В середине января как-то отправился я в гости под Клин к бывалому охотнику-леснику Ивану Дмитриевичу. В Дубровке все звали его Митричем.
Припозднился я. Давно стемнело, когда сошел с электрички. На черном небе уже мерцали крупные ледяные звезды. Было тихо. Скрипнула калитка где-то на окраине утонувшей в сугробах деревеньки, а показалось — вон из того неприветливого дома с закрытыми на болты ставнями кто-то вышел. Поражала эта звонкая тишина, неведомая теперь в городах даже в глухую полночь.
Митрич жил у леса под боком. В окнах его избы весело сиял свет. Пока шел, увязая чуть ли не по колено в сыпучем снегу, валившем, похоже, весь день, то и дело хватался руками за уши.
— Ого! — воскликнул Митрич, едва я переступил порог. — Не зря, ядрен корень, у меня нос чесался. Кумекал: быть гостю!
И, бодро вскочив с окованного железом сундука, стоявшего у натопленного до знойной истомы подтопка, принялся помогать мне освобождаться от рюкзака.
За самоваром засиделись допоздна.
— Ложись на сундуке, — посоветовал мне Митрич, одинокий этот старик, когда собрались спать. — Лютой морозище под утро ударит.

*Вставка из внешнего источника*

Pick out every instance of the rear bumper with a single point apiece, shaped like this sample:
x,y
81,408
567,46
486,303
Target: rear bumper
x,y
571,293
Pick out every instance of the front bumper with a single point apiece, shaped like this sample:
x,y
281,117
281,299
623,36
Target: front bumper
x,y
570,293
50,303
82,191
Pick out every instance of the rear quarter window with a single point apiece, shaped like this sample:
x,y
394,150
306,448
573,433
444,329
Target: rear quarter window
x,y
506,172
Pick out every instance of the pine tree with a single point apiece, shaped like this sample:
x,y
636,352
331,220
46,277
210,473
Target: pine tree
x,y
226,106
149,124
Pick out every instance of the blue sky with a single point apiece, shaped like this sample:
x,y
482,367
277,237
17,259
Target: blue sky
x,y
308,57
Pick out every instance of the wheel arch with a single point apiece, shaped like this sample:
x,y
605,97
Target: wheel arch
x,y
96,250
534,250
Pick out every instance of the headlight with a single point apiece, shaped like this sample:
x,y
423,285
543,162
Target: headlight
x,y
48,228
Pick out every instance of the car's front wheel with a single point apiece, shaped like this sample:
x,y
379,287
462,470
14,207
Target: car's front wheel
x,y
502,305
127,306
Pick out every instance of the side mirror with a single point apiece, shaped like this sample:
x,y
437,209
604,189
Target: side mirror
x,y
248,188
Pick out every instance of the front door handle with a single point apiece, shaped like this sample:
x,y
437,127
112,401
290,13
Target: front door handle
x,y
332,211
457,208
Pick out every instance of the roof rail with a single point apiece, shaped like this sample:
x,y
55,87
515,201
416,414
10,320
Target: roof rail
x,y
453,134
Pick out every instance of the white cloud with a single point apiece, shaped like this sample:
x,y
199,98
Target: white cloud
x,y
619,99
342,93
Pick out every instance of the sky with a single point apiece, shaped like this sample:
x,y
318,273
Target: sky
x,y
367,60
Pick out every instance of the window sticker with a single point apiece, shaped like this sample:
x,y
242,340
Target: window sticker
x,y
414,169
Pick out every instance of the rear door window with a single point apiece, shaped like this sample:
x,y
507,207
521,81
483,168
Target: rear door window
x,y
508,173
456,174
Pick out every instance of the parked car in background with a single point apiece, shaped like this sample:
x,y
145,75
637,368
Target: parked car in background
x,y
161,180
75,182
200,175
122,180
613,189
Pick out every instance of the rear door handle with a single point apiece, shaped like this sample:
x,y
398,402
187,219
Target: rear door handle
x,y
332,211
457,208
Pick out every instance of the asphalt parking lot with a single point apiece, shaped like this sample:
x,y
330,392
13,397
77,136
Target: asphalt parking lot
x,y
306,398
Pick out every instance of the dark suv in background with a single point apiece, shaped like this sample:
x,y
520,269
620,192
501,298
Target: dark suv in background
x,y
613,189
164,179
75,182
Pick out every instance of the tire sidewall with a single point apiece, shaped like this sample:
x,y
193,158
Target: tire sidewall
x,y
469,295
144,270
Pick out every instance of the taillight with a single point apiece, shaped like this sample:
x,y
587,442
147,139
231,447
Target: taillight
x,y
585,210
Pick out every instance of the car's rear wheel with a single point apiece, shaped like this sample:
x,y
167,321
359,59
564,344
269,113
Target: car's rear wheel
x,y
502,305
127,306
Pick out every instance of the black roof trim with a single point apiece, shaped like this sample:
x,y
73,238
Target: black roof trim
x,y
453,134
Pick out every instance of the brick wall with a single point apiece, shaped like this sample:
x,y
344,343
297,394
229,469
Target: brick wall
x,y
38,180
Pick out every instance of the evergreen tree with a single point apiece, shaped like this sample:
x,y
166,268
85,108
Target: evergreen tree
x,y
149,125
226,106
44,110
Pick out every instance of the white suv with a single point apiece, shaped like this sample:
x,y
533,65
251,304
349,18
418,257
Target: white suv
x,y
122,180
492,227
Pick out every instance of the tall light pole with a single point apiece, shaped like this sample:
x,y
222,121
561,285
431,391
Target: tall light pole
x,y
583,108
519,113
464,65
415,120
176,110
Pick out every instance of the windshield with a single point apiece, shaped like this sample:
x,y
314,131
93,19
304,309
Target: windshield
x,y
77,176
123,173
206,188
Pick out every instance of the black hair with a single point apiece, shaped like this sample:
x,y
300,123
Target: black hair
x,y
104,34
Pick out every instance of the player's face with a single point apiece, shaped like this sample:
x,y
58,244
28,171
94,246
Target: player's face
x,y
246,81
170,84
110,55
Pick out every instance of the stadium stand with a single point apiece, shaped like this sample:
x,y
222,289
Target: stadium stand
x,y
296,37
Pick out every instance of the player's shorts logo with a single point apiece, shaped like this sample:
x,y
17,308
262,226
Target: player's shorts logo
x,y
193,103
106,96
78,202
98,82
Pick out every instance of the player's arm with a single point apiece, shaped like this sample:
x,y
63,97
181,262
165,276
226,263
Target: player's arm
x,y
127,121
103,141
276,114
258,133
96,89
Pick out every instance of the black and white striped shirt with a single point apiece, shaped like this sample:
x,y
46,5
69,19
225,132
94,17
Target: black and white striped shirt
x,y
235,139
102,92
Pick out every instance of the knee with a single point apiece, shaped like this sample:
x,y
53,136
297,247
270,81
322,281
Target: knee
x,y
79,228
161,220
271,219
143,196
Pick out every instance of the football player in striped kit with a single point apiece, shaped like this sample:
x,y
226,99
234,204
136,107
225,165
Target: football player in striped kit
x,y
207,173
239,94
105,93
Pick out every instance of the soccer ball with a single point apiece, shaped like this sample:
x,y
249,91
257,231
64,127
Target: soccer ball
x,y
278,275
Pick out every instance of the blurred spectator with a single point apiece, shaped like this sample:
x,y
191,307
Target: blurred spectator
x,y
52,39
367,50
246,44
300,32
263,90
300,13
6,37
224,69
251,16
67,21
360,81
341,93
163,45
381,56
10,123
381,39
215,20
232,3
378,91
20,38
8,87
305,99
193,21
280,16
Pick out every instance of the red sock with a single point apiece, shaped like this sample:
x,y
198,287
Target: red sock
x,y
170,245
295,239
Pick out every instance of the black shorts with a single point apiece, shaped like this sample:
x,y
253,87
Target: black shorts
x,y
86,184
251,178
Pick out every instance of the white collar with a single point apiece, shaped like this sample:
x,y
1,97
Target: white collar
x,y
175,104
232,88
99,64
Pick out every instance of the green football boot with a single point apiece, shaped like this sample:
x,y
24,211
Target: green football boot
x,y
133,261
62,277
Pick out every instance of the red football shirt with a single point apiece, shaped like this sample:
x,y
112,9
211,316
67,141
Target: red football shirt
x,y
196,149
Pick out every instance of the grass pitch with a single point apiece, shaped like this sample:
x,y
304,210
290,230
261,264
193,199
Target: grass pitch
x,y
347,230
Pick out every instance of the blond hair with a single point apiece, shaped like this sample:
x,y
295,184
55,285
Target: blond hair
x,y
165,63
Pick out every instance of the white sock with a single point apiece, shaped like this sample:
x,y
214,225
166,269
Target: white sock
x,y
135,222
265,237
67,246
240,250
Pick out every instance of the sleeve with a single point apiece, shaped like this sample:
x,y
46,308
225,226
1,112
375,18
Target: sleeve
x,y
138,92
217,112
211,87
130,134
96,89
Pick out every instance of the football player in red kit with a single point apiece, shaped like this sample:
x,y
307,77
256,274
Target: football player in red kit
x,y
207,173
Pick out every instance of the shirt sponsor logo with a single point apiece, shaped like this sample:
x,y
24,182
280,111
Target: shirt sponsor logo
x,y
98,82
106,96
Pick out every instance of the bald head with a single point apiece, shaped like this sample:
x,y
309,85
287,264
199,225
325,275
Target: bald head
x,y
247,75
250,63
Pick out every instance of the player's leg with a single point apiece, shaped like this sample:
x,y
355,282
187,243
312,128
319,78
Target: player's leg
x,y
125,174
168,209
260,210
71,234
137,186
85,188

Это я тебе верно говорю. А я на печку полезу.
Уснул я сразу, едва успев накрыться овчинным тулупом. Среди же ночи — точно шилом в бок кольнули — внезапно очнулся. Митрич надсадно храпел на своей печке, в ногах у меня умильно мурлыкал сибирский кот. В переднем же углу, рядом с божницей, мерно отстукивали неподвластное людям время допотопные ходики с портретом Суворова.
И на душе вдруг стало так хорошо, так бескручинно, будто вернулось ко мне босоногое резвое детство, проведенное в тихом Ставрополе на Волге, городке, окруженном райской природой. Теперь, правда, нет уже и в помине ни самого Ставрополя с деревянными тротуарами и стадами ленивых тучных коров, ни просветленно-гулкого соснового бора, подступавшего вплотную к городу. На их месте с равнодушной монотонностью плещется оскудевшее рыбой водохранилище. Оттого-то моему сердцу еще дороже воспоминания о невозвратном детстве.
Чуть погодя я уже снова погружался в сладкую сонную дрему, все еще думая об отце и матери, о нашем доме на Полевой, о преданной мне собачонке Крошке, когда где-то рядом раздался оглушительный выстрел.
Сон как рукой сняло. Приподнявшись на локте, я долго прислушивался к диковато-глухому безмолвью, охватившему, мнилось, весь мир.
Ни голосов, ни скрипа снега за окнами, затянутыми мохнатым инеем. Лишь по-прежнему доносилось с печки беззаботное похрапывание хозяина.
«Кто же стрелял? И зачем? — думал я, лежа на спине. — Не померещилось же мне в конце-то концов?»
И тут снова — трах-тарарах! И снова стреляли где-то рядом.
— Митрич! — воскликнул я. — Проснись, Митрич! Разоспался не к добру.
Чуть погодя Митрич покряхтел-покряхтел и спросил с укоризной:
— А ты чего, как лешак, не спишь?
— Да стреляют где-то вблизи, — сказал я. — Два раза так бабахнули!
Митрич позевнул.
— А то, мил человек, дубы стреляют, — сказал наставительно. — Они, дубы-то, не по нашей местности. Неприживчивы к здешним морозам. Вот и бабахают что тебе из пушки.
Опять позевнув, Митрич захрапел громче прежнего.
Задремал вскоре и я. Но беспокойным был этот сон. Виделась мне война: будто наши войска стреляли из дальнобойных орудий по вражеским позициям, находившимся за Дубровкой. Как раз вечером за чаем рассказывал мне о войне Митрич, сражавшийся сам в этих местах с фашистами. Наверное, снова «стреляли» в лесу дубы под утро, а мне снилась пушечная канонада.